[vox-tech] cygwin - segfault on array allocation
Matt Roper
matt at mattrope.com
Wed Feb 8 10:16:02 PST 2006
On Wed, Feb 08, 2006 at 12:12:19PM -0500, Peter Jay Salzman wrote:
>
> i'm finding that cygwin segfaults on a very simple program:
>
> #include <iostream>
> using std::cout;
> using std::endl;
> // 50760 is the last
>
> int main( int argc, char *argv[] )
> {
> const long int N = strtol(argv[1], (char **)0, 0);
> double a[N], b[N], c[N], d[N], ans[N];
>
> return 0;
> }
>
> It does not segfault when N=50760 but does segfault when N=50761. In GDB:
>
> $ gdb arg.exe
> GNU gdb 6.3.50_2004-12-28-cvs (cygwin-special)
> (gdb) set args 50761
> (gdb) break 1
> Breakpoint 1 at 0x401050: file arg.cc, line 1.
> (gdb) run
> Starting program: /cygdrive/c/Documents and
> Settings/psalzman/home/tests/args/arg.exe 50761
>
> Breakpoint 1, main (argc=2, argv=0x4c2b90) at arg.cc:7
> 7 {
> (gdb) n
>
> Program received signal SIGSEGV, Segmentation fault.

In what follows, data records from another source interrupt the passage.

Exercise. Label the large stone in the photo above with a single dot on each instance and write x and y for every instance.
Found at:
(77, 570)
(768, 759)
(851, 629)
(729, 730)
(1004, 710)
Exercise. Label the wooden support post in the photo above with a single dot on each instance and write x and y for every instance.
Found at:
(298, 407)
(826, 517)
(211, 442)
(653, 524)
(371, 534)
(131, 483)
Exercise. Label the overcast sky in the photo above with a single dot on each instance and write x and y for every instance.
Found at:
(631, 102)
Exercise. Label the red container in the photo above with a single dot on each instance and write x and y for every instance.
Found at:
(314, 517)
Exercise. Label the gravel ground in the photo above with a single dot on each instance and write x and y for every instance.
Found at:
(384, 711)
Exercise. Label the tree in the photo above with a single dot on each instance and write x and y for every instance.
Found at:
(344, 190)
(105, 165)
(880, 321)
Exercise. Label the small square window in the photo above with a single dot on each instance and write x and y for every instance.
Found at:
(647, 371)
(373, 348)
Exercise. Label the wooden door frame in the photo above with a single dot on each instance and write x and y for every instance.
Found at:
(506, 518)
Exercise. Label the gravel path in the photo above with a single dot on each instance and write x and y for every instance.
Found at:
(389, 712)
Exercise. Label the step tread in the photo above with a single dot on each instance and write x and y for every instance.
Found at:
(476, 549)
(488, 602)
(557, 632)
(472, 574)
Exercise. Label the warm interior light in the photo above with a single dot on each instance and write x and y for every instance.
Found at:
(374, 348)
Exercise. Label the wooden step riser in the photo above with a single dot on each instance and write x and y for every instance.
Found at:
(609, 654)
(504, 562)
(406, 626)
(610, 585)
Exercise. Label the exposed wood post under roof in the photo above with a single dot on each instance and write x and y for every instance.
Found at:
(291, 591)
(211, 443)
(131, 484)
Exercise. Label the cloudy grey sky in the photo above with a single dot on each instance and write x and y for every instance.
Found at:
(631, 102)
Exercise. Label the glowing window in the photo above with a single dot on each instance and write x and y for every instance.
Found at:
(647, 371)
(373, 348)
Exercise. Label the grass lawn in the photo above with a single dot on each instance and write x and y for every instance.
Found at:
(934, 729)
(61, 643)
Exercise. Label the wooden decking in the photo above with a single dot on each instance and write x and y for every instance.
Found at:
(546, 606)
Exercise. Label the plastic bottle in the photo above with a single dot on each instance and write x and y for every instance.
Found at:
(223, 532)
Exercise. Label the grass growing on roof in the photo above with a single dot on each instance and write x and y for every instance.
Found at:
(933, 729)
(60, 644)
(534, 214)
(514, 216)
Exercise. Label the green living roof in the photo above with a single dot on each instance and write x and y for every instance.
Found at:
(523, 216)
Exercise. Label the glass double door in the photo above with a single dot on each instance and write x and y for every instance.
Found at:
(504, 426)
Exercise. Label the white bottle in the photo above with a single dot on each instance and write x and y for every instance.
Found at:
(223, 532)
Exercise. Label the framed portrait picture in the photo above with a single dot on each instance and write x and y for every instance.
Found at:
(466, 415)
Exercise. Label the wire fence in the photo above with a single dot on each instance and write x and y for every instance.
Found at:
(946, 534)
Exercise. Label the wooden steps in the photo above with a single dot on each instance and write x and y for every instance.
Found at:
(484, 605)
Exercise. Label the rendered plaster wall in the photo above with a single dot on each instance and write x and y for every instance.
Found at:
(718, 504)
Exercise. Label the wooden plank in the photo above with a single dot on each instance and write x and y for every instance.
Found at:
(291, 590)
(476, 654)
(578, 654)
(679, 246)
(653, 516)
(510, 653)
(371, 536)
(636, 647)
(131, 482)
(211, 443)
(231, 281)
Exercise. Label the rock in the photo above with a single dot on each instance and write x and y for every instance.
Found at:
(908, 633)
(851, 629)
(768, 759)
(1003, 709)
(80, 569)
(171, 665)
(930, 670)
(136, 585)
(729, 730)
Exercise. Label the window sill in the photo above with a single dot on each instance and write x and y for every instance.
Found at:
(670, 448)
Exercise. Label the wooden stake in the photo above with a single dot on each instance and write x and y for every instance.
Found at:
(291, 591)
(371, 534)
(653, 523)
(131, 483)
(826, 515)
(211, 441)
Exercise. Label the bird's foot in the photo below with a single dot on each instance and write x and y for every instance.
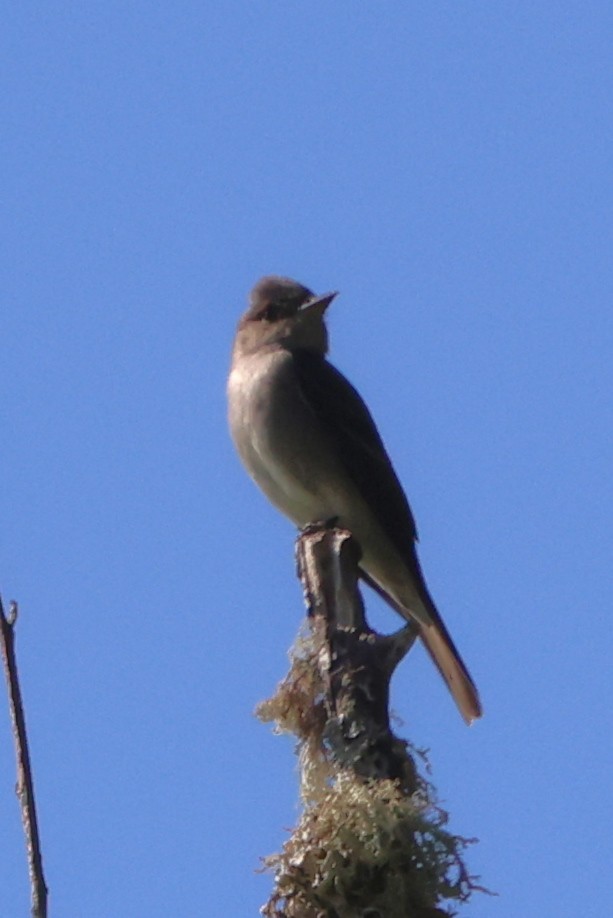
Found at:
(315, 525)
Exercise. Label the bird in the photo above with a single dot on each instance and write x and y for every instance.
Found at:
(307, 438)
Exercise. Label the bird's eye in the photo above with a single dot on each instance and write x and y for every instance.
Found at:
(271, 313)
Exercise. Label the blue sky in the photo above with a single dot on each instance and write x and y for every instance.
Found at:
(446, 167)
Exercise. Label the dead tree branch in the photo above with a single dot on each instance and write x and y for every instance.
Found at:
(25, 784)
(372, 841)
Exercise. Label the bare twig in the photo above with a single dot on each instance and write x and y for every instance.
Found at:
(25, 785)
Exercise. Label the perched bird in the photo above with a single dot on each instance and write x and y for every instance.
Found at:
(310, 443)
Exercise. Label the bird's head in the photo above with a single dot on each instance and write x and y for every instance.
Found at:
(283, 312)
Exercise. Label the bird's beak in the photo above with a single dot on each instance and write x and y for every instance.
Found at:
(319, 304)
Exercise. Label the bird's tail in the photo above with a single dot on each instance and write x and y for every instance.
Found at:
(451, 667)
(439, 644)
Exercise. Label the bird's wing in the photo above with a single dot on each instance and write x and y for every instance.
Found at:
(358, 444)
(350, 427)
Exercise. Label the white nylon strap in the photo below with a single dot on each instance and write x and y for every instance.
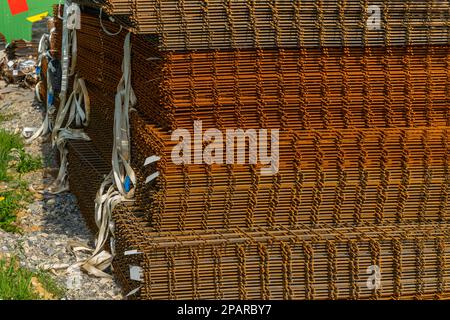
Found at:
(112, 190)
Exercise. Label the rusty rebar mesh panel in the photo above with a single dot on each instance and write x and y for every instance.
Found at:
(86, 169)
(220, 24)
(298, 263)
(296, 88)
(332, 176)
(111, 7)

> 0x610ae938 in pthread_key_create () from /usr/bin/cygwin1.dll
> (gdb)
>
> which is odd; I don't believe this line number. I'm guessing the problem is
> memory related because when I remove one of the arrays, the largest number
> that does not cause a segfault increases.
>
> But it's strange because the machine has a gig of RAM. With 8 byte doubles,
> each array is only approximately .4MB.
>
> Any idea what's going on?
Just a guess, but could you be overflowing your stack? I don't know
much about windows/cygwin, but if it only gives a 2MB stack to your
process then your arrays would be filling that up. Try running "ulimit
-a" at your console (or whatever is appropriate if cygwin uses a shell
other than bash).
If you allocate those arrays on the heap, do you still have problems?